Action des travailleurs sans-papiers à Rungis : "Les patrons profitent de nous", "ça ne peut plus durer"
La CGT a occupé les locaux du Marché d'intérêt national de Rungis, jeudi, pour dénoncer la situation de 600 travailleurs africains sans-papiers, et demander la régularisation d'une centaine d'entre eux.
6 heures tapantes. L'opération coup de poing, restée secrète depuis des jours, a été déclenchée, jeudi 16 mars, dans le hall de la tour Semaris, à l'entrée du Marché d'intérêt national (MIN) de Rungis, en région parisienne. Drapeaux CGT, mégaphones, banderoles, une sortie du silence marquante pour une centaine de Sénégalais et Maliens, âgés de 20 à 40 ans. Ils travaillent ici depuis parfois 2, 3 à 5 ans en intérim, en CDD voire en CDI jour et nuit, au milieu des vastes hangars et des palettes de fruits et légumes.
105 travailleurs #sans-papier s'installent après l'occupation ce matin de la Tour Semaris #Rungis "on bosse ici, on vit ici, on reste ici" pic.twitter.com/vChW2XHTI5
— Mathilde Lemaire (@MathildeL75) 16 mars 2017
La CGT du Val de Marne a investi le centre admninistratif pour attirer l'attention sur le sort de plus 600 salariés sans papiers qui travaillant sur le site du plus grand marché de France, et les aider à obtenir les papiers nécessaires en vue de leur régularisation.
Ces travailleurs viennent principalement d'Afrique et sont là pour certains depuis plusieurs années. Parmi eux, Bama, arrivé en 2013 de Bamako. Ce salarié en poissonnerie qui s'occupe du "grattage des filets", dit commencer ses journées à 8 heures le matin, parfois "jusqu'à 20 heures".
C'est le patron qui décide de tout ! Et toi, tu le fais parce que tu sais que tu es fragile, tu n'as pas de papiers, tu n'as pas le choix.
Bama, travailleur sans-papiers à Rungisà Mathilde Lemaire
"Les patrons profitent de nous", lâche Bama. "Ils ne payent pas nos heures supplémentaires. Je paye toutes mes cotisations, je paye mon loyer etc. Je ne vole pas. Je suis là discrètement, je prends des cours de français... Il faut que j'aie des papiers, sinon ça ne va pas aller du tout !", explique-t-il.
Dans son dossier prêt à être envoyé en préfecture, Bama a bien glissé ses dizaines de bulletins de salaire et sa déclaration d'impôt. Ces sans-papiers ne travaillent pas au noir.
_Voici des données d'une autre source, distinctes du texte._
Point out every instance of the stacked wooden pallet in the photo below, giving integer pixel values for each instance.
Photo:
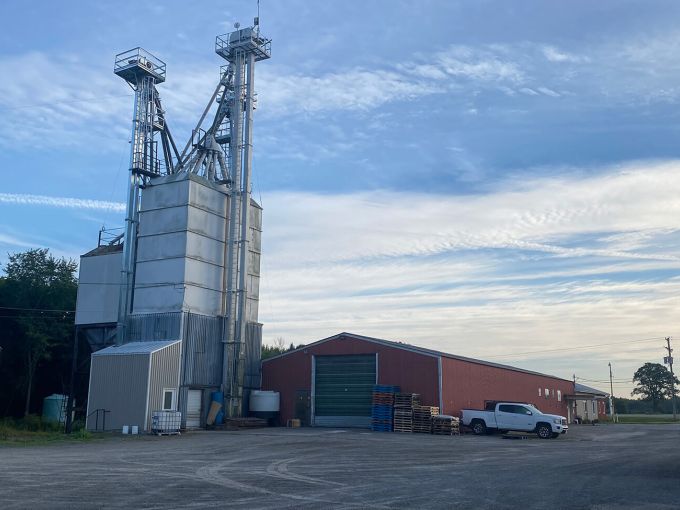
(383, 407)
(422, 418)
(403, 411)
(445, 425)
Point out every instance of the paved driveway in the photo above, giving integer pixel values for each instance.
(608, 466)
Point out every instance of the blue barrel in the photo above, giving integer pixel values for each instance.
(54, 408)
(218, 396)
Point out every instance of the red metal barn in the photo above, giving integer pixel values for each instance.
(329, 382)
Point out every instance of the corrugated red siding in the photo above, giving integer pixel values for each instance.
(464, 384)
(413, 372)
(468, 385)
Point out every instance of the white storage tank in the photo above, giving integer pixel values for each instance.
(264, 404)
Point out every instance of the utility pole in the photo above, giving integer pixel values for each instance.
(669, 361)
(611, 393)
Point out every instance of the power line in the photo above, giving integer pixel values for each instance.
(651, 339)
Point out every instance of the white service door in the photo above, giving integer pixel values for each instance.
(194, 398)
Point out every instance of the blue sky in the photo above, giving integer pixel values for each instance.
(487, 178)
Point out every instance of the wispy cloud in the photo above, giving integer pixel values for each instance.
(534, 263)
(61, 202)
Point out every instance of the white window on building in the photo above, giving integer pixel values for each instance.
(169, 399)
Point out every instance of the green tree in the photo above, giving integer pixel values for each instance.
(654, 383)
(279, 347)
(40, 292)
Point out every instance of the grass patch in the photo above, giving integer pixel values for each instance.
(647, 418)
(32, 430)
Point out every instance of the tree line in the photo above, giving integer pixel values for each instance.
(37, 311)
(37, 303)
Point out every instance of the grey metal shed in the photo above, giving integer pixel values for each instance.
(130, 381)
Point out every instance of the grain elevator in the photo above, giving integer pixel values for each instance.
(169, 305)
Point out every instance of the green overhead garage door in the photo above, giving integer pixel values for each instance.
(343, 387)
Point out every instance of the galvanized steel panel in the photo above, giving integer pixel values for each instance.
(203, 350)
(154, 326)
(164, 375)
(118, 384)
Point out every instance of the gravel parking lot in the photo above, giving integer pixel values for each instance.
(608, 466)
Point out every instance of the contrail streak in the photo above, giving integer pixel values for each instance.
(69, 203)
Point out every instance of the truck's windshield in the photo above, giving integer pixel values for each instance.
(533, 408)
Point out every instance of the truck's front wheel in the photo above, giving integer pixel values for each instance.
(478, 427)
(544, 431)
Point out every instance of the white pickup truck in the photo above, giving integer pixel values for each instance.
(507, 416)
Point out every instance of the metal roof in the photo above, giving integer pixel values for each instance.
(135, 348)
(418, 350)
(105, 249)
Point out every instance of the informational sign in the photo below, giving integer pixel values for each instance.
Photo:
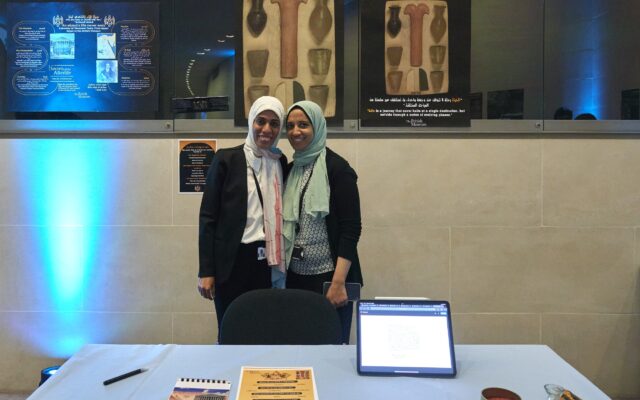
(195, 158)
(82, 57)
(262, 383)
(415, 63)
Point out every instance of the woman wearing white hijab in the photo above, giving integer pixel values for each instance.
(240, 241)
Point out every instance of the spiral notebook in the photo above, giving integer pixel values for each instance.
(200, 389)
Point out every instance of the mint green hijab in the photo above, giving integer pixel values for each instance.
(316, 198)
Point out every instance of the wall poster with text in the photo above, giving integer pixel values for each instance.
(292, 50)
(82, 57)
(415, 63)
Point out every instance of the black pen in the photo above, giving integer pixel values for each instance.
(124, 376)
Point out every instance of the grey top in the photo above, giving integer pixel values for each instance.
(313, 238)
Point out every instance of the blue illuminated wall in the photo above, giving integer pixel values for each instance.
(67, 186)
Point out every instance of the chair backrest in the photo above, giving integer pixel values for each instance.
(280, 316)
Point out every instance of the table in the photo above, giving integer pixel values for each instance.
(521, 368)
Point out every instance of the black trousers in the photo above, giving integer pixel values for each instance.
(314, 283)
(248, 273)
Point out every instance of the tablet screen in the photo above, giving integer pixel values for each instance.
(405, 337)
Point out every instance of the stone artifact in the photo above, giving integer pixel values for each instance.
(436, 80)
(319, 61)
(257, 60)
(320, 21)
(438, 24)
(437, 54)
(257, 91)
(394, 24)
(394, 78)
(416, 14)
(319, 94)
(394, 55)
(256, 18)
(288, 37)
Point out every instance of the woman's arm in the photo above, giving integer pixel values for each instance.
(209, 212)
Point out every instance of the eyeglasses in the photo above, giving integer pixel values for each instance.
(273, 123)
(299, 124)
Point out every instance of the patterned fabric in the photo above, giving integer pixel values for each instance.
(313, 238)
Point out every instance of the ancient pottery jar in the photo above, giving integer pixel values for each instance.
(256, 18)
(320, 21)
(394, 24)
(438, 24)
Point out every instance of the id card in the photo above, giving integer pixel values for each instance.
(262, 253)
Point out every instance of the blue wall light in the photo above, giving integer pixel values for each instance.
(66, 188)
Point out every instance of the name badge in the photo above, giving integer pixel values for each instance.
(262, 253)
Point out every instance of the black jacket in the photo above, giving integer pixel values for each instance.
(344, 223)
(223, 212)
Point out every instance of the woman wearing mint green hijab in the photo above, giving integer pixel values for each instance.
(321, 211)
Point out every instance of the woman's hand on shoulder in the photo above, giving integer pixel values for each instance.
(337, 294)
(206, 287)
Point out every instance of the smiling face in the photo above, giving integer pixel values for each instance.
(266, 128)
(299, 129)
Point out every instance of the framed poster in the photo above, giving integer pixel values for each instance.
(82, 57)
(292, 50)
(415, 63)
(195, 159)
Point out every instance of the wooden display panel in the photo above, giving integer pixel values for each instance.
(294, 56)
(417, 56)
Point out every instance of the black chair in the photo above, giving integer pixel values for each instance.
(280, 316)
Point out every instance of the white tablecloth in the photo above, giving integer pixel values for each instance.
(523, 369)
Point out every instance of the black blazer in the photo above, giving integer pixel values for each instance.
(223, 212)
(344, 224)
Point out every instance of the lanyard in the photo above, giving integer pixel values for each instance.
(255, 178)
(304, 190)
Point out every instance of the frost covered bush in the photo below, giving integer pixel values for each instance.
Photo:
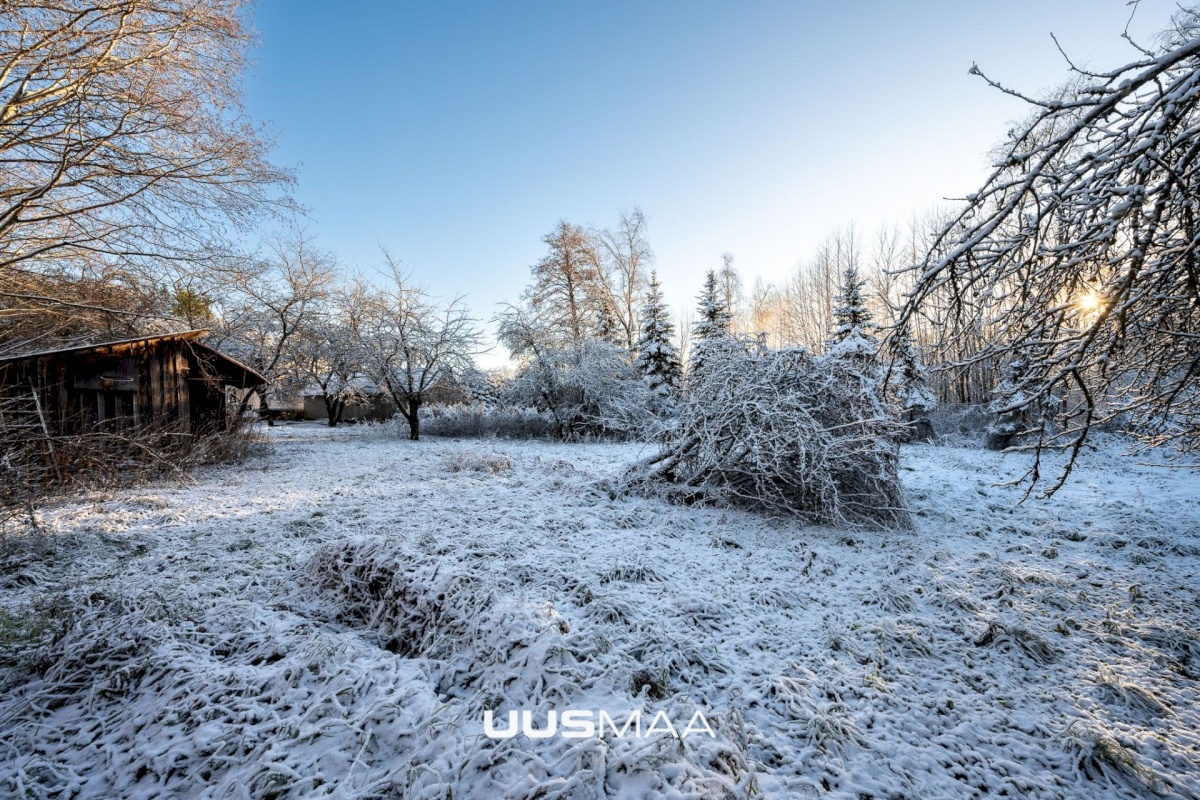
(785, 432)
(589, 390)
(479, 421)
(960, 425)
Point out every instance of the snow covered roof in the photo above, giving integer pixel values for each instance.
(228, 366)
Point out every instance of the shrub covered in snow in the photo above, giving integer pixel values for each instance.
(784, 431)
(480, 420)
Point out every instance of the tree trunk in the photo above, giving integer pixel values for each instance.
(334, 409)
(412, 414)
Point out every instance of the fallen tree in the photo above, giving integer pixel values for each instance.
(783, 432)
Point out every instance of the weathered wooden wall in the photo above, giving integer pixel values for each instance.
(150, 384)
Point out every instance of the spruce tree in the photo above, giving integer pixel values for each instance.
(714, 319)
(912, 392)
(657, 359)
(851, 312)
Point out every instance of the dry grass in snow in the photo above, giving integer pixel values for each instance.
(333, 620)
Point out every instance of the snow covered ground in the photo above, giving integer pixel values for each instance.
(333, 619)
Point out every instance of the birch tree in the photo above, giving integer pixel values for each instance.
(126, 152)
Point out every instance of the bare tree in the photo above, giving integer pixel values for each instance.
(412, 343)
(1080, 253)
(126, 154)
(624, 258)
(269, 302)
(329, 355)
(565, 282)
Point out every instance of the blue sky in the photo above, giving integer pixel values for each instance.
(457, 133)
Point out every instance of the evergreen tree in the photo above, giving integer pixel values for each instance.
(851, 313)
(912, 392)
(1013, 405)
(714, 320)
(657, 359)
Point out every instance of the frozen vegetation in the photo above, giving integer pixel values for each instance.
(334, 619)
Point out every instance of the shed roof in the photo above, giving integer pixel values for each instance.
(235, 371)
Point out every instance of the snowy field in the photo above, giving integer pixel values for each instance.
(333, 619)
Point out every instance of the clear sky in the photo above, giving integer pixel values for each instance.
(457, 133)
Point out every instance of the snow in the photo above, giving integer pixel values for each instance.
(334, 618)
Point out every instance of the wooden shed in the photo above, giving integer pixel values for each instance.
(171, 383)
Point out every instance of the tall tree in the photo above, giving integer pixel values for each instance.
(624, 257)
(413, 343)
(850, 314)
(730, 282)
(712, 323)
(268, 306)
(126, 154)
(1080, 251)
(564, 283)
(657, 359)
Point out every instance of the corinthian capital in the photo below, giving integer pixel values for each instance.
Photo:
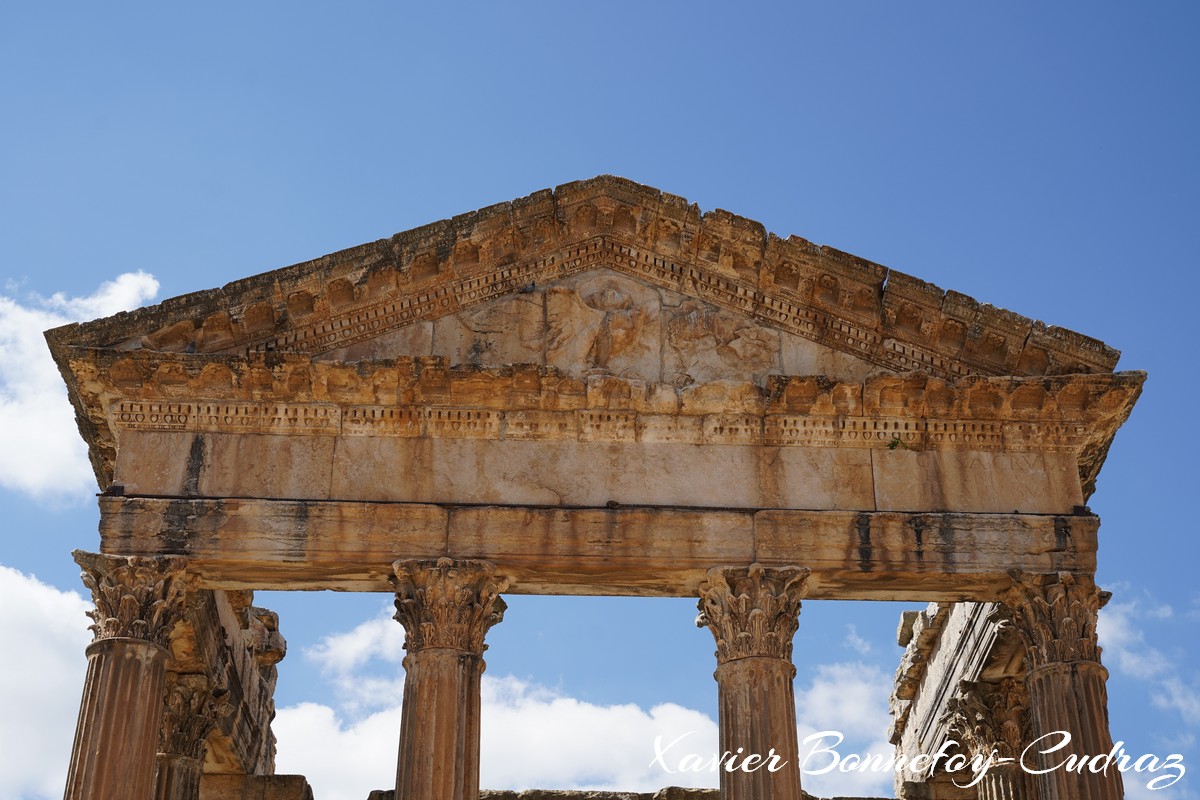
(136, 597)
(987, 717)
(1055, 615)
(753, 611)
(448, 603)
(191, 709)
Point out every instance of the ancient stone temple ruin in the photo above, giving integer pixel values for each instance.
(594, 390)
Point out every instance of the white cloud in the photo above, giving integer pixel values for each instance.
(41, 453)
(40, 684)
(533, 737)
(856, 642)
(852, 699)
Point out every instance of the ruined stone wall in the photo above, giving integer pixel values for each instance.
(670, 793)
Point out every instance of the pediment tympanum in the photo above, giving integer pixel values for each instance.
(636, 341)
Ils ont des contrats légaux, mais tout le monde sait qu'il y a une ruse derrière : de fausses identités.
Des contrats signés sous de fausses identités
"Cela ne peut plus durer", soupire Tarik, de l'Union CGT du Val de Marne, qui dénonce "une tragédie humaine". Selon le syndicaliste, la loi Cazeneuve sur l'immigration, a encore aggravé les situations depuis un an.
"Pour un patron aujourd'hui à Rungis, embaucher un travailleur sans-papiers, c'est avoir quelqu'un qui ne se plaint jamais, qui ne saisira jamais le conseil des prud'hommes, qui est docile, malléable, et qui ne dit rien, parce que les salariés savent très bien qu'il y a une sorte de chantage", explique Tarik.
Le syndicaliste poursuit : "Si la personne se plaint un peu trop, le patron peut feindre de découvrir que finalement ses papiers sont faux, ou que son identité n'est pas la bonne. Et là, on appelle la police !"
C'est inacceptable ! Les travailleurs sans-papiers sont des travailleurs, on doit les régulariser !
Tarik, de l'Union CGT du Val de Marneà franceinfo
Dès 8 heures, jeudi 16 mars, le préfet du Val de Marne a dépêché son directeur de cabinet sur place. Il a écouté les doléances et promis de revenir vite vers les responsables du mouvement. "Nous avons des matelas, des vivres, de l'eau... L'occupation peut durer 10 jours s'il le faut", ajoute un autre leader CGT.